La première image met en scène une femme et un homme qui avancent respectivement dans leur projet professionnel. La route qu’emprunte l’homme est droite alors que le tracé de celle de la femme est sinueux. L’enfant, le mari, la famille sont autant d’acteurs-obstacles qui freinent l’éventuelle ambition de la femme. Se préoccuper des autres suppose de faire des compromis sur sa mobilité professionnelle, sur sa qualification....
La deuxième image montre une jeune femme assise avec sa mère qui est debout derrière elle. La mère s’appuie sur sa fille de tout son poids comme si elle voulait lui faire rentrer les épaules tout en lui tenant la tête en position droite. La scène illustre à quel point les générations antérieures veulent parfois peser sur le destin de leur filiation.
La troisième et la quatrième images évoquent des images complémentaires qu’on peut traiter dans le même mouvement.
On y voit la « société », un certain discours ambiant véhiculé par les gens qui parlent entre eux, encourager les femmes à faire des enfants. Ce discours organise une certaine valorisation sociale des femmes qui auraient fait le choix de s’épanouir dans la sphère privée. Mais dès que l’enfant paraît, la société se détourne de la mère qui se retrouve seule à gérer la situation. Elle doit faire face à ce qui soudainement apparaît résulter de l’expression de sa liberté individuelle. Ainsi, lorsque la mère demande le soutien de l’institution pour s’occuper de son enfant, elle est inscrite dans le registre de la plainte et représente un poids pour la société.
La dernière image montre une femme empêchée d’aller au travail par son enfant, qui s’accroche à elle.
Ces scènes posent deux questions :
Premièrement, pourquoi une femme voudrait-elle avancer dans son projet de vie lorsqu’elle constate la force des contraintes à surmonter ?
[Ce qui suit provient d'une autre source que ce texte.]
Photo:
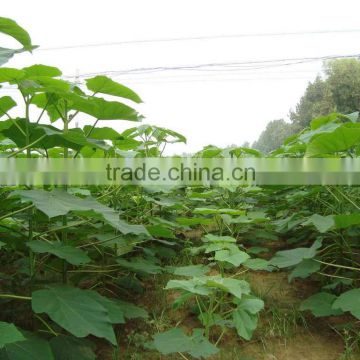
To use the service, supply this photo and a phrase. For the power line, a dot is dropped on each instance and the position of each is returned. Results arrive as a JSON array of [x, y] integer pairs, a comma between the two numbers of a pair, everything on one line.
[[229, 66], [200, 38]]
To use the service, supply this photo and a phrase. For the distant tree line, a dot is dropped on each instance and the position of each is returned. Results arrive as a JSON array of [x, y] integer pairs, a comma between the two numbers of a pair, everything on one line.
[[338, 90]]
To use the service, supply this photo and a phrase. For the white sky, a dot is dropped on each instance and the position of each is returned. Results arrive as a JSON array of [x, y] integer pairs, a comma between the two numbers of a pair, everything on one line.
[[213, 109]]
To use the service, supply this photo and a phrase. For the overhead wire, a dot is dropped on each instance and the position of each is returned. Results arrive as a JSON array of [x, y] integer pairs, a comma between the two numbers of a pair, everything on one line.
[[201, 38]]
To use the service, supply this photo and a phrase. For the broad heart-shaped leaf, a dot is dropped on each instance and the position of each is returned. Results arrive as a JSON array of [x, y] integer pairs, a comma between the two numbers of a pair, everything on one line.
[[193, 221], [6, 103], [160, 231], [104, 133], [69, 253], [233, 286], [214, 211], [42, 70], [287, 258], [193, 286], [45, 136], [7, 54], [140, 265], [322, 223], [346, 220], [258, 264], [217, 238], [101, 109], [320, 304], [245, 316], [175, 340], [131, 311], [11, 28], [245, 323], [189, 270], [75, 310], [349, 301], [232, 255], [206, 285], [70, 348], [305, 269], [105, 85], [342, 138], [29, 349], [11, 75], [9, 334], [59, 202]]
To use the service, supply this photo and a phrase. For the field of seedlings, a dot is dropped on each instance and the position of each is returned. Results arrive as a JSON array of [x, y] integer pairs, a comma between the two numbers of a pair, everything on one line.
[[131, 272]]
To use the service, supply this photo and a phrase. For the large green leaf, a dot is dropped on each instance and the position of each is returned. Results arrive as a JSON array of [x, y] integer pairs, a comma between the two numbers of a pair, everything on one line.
[[194, 286], [232, 255], [59, 202], [140, 265], [233, 286], [320, 304], [29, 349], [287, 258], [11, 28], [11, 75], [189, 270], [322, 223], [9, 334], [175, 340], [346, 220], [349, 301], [104, 133], [75, 310], [6, 103], [245, 323], [304, 269], [70, 348], [42, 70], [69, 253], [101, 109], [105, 85], [45, 136], [341, 139]]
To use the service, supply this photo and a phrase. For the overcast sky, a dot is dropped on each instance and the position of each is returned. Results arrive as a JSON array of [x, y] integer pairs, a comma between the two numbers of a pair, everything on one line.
[[209, 107]]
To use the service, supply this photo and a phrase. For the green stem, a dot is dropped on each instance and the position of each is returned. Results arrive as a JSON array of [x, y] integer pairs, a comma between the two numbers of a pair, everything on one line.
[[16, 297], [64, 218]]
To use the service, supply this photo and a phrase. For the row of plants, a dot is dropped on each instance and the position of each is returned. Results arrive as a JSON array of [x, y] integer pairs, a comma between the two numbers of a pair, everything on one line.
[[75, 259]]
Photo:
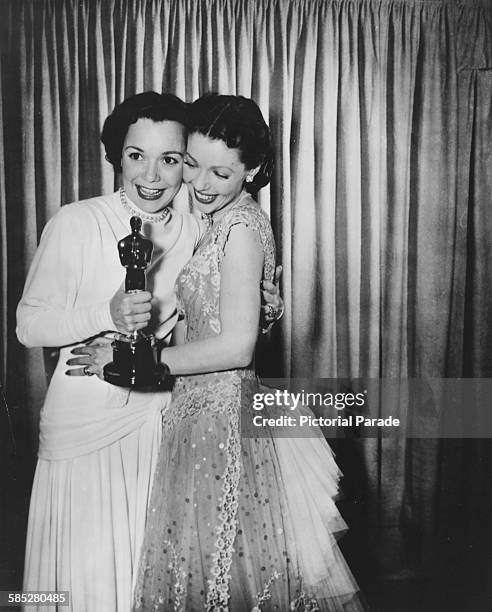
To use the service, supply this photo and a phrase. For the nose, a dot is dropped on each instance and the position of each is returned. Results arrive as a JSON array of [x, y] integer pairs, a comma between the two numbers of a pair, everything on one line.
[[200, 182], [151, 172]]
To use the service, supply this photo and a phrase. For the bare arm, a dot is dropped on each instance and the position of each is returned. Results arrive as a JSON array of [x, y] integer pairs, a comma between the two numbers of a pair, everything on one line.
[[241, 274]]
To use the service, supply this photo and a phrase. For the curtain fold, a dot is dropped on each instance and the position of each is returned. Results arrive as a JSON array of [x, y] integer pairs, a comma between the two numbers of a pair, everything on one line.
[[381, 118]]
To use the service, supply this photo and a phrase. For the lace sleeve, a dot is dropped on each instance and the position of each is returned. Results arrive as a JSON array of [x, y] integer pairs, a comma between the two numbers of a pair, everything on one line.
[[250, 215]]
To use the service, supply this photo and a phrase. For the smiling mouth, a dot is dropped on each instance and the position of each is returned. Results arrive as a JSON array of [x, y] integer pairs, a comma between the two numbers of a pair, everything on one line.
[[204, 198], [149, 194]]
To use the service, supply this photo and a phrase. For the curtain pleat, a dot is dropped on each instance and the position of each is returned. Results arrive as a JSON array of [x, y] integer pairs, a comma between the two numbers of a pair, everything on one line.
[[381, 121]]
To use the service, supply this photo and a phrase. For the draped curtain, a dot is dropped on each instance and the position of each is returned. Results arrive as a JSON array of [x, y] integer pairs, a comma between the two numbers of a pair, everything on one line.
[[381, 115]]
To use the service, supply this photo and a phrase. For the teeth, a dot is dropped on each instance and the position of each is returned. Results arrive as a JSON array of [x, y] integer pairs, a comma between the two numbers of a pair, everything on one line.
[[150, 191], [149, 194], [201, 197]]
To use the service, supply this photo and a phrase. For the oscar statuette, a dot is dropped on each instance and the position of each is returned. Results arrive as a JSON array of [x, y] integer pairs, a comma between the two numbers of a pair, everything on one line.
[[134, 362]]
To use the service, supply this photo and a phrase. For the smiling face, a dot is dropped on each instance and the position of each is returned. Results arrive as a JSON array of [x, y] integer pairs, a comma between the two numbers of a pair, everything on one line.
[[213, 173], [152, 163]]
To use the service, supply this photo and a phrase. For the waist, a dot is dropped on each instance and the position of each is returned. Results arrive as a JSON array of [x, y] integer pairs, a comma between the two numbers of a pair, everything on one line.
[[194, 381]]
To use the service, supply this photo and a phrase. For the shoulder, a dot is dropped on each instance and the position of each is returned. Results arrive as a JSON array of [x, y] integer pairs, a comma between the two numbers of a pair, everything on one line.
[[248, 213], [248, 218]]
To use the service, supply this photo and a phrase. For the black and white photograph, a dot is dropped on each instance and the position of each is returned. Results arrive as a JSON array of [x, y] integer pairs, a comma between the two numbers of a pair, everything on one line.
[[246, 305]]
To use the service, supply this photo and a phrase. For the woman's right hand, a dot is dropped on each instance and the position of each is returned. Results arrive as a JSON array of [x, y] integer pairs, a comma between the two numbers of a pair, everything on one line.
[[130, 311]]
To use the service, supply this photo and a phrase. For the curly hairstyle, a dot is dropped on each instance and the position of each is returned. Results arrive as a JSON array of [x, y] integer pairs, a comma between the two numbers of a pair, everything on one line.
[[238, 122], [148, 105]]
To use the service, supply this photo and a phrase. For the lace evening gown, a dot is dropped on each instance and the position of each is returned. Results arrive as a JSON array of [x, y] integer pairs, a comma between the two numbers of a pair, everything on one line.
[[236, 523]]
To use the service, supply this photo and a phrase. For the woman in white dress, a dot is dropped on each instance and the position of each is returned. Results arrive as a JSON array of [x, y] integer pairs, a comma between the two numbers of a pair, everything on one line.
[[98, 443]]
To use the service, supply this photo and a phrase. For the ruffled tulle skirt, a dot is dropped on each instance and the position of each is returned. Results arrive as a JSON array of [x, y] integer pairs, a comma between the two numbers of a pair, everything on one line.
[[240, 523]]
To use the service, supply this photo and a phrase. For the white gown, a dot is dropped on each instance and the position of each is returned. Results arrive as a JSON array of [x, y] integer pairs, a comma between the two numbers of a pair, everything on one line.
[[98, 443]]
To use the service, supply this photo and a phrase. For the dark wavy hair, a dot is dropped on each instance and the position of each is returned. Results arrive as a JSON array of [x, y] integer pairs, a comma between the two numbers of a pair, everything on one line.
[[148, 105], [238, 122]]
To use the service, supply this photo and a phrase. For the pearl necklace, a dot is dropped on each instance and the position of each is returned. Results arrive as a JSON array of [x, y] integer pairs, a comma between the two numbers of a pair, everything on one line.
[[157, 218]]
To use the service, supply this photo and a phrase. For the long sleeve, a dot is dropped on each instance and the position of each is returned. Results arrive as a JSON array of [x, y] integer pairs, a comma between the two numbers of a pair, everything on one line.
[[50, 313]]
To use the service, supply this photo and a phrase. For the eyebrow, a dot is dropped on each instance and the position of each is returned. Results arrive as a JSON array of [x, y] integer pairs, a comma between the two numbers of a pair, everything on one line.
[[163, 152]]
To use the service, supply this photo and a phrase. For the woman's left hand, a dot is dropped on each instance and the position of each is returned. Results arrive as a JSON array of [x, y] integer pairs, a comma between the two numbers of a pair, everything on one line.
[[91, 358], [273, 306]]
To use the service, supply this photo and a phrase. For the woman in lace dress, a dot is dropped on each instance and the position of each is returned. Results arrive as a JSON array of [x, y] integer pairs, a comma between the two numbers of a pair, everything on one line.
[[227, 527]]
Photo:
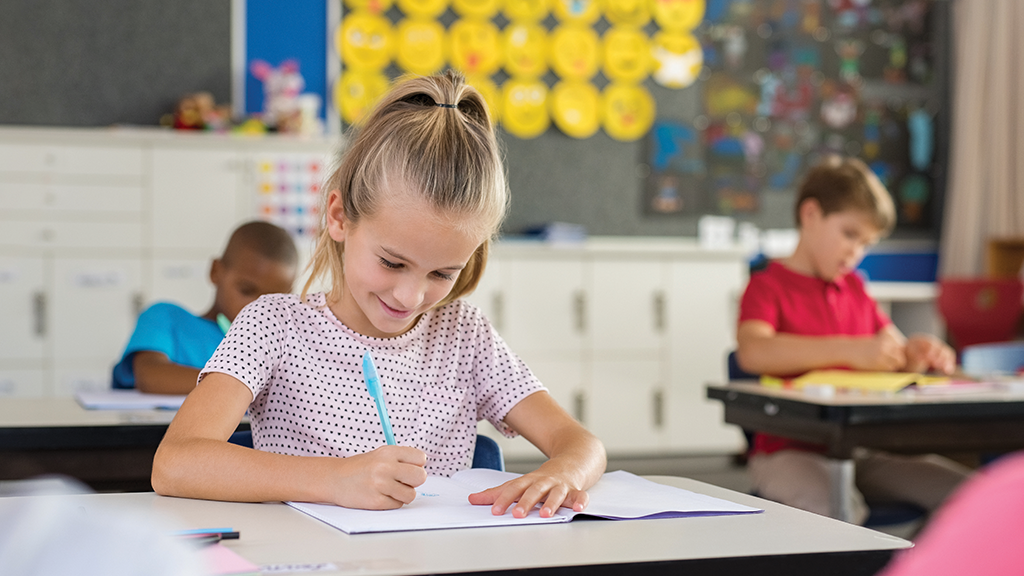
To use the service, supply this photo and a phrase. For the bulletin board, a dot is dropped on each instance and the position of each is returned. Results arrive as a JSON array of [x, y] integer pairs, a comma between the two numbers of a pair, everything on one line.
[[768, 86]]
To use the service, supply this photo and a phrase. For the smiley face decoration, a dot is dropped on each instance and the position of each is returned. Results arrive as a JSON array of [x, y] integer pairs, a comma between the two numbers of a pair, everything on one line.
[[549, 55]]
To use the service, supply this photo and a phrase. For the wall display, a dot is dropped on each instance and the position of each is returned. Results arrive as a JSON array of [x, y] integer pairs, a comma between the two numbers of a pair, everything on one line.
[[787, 81], [536, 52], [287, 191]]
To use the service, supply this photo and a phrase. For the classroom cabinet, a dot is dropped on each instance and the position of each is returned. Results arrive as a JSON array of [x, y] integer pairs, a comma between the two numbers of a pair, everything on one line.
[[97, 224], [625, 339]]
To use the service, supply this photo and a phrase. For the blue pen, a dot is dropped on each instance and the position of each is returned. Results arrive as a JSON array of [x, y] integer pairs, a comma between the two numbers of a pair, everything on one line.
[[374, 385]]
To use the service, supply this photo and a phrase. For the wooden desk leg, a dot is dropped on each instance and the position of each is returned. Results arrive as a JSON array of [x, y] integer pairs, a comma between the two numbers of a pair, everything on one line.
[[842, 484]]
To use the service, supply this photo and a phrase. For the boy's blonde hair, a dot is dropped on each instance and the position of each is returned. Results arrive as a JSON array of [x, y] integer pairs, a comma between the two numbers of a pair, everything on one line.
[[841, 183], [430, 135]]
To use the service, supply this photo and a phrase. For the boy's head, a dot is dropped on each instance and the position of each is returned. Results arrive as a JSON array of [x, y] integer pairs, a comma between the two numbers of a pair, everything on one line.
[[842, 208], [839, 183], [260, 258]]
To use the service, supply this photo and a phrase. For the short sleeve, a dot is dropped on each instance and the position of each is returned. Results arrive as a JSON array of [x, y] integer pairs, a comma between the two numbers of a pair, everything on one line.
[[254, 345], [153, 333], [502, 378], [760, 301]]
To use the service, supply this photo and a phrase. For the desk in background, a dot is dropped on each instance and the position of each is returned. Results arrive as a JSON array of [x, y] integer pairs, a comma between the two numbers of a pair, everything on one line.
[[105, 449], [906, 423], [780, 540]]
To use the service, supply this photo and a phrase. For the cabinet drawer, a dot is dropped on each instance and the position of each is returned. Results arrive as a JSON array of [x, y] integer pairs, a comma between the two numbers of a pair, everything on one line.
[[80, 198], [71, 160], [71, 235]]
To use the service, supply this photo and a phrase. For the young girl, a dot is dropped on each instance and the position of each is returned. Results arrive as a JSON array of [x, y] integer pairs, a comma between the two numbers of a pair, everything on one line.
[[407, 221]]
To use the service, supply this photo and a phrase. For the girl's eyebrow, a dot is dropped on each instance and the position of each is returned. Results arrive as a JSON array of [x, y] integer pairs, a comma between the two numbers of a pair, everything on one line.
[[398, 256]]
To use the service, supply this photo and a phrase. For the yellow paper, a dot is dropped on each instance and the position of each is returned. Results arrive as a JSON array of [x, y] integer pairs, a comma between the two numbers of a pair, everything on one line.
[[864, 381]]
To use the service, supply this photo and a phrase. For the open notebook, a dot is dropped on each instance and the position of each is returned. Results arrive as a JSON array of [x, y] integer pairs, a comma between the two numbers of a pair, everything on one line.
[[442, 503]]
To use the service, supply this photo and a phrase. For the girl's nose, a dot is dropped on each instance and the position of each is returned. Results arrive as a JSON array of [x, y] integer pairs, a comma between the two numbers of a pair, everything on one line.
[[410, 293]]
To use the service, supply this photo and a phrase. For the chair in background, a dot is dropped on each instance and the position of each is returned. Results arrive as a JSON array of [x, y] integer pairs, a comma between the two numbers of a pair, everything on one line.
[[487, 453], [980, 310], [880, 513], [994, 359]]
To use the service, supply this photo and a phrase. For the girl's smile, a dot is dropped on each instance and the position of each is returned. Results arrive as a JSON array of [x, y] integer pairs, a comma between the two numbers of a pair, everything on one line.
[[398, 263]]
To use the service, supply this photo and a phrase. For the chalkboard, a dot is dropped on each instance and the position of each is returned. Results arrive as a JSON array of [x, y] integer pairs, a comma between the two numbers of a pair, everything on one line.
[[94, 64]]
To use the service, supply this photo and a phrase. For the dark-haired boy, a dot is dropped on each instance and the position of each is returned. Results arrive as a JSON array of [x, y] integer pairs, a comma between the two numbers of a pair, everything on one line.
[[170, 344]]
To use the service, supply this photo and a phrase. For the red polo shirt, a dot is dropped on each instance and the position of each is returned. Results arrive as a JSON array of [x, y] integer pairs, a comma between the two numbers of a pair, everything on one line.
[[795, 303]]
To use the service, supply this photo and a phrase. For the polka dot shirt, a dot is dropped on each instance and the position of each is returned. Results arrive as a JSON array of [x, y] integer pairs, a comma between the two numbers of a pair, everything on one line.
[[304, 368]]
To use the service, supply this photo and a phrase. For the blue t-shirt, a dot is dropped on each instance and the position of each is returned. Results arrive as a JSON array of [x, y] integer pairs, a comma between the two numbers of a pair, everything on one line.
[[184, 337]]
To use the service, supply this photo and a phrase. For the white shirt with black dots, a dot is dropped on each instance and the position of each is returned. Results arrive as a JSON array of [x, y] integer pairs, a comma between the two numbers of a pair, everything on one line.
[[304, 368]]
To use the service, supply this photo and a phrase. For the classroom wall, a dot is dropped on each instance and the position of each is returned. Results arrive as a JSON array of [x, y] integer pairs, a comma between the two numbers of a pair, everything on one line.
[[78, 64]]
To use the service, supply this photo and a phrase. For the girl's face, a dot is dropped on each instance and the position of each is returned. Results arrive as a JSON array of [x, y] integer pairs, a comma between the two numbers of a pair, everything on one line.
[[398, 263]]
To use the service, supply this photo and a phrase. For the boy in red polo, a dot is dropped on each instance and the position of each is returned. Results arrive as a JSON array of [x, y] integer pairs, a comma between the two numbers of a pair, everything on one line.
[[810, 311]]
Il semble que parfois la lutte paraît sans issue étant donné d’une part le poids de l’histoire , et d’autre part, le travail de sape, inconscient mais permanent, de certaines générations qui semblent ne pas percevoir à quel point elles oeuvrent pour le conformisme le plus absolu. Il se dégagerait une certaine lassitude à porter la lutte de la part des femmes en quête d’émancipation qui se voient toujours rattrapées et assignées à une place traditionnelle qui n’est d’ailleurs valorisée que dans les discours.
La deuxième question pourrait se formuler ainsi : y-a-t-il un compromis possible entre une aspiration à un épanouissement dans la sphère de la vie privée via l’investissement de ses enfants et une valorisation de soi dans le champ des relations sociales. Il semble très difficile de se représenter l’existence d’une équivalence de dignité entre le statut social que la société attribue aux travailleurs et celle qu’elle attribue aux "femmes au foyer".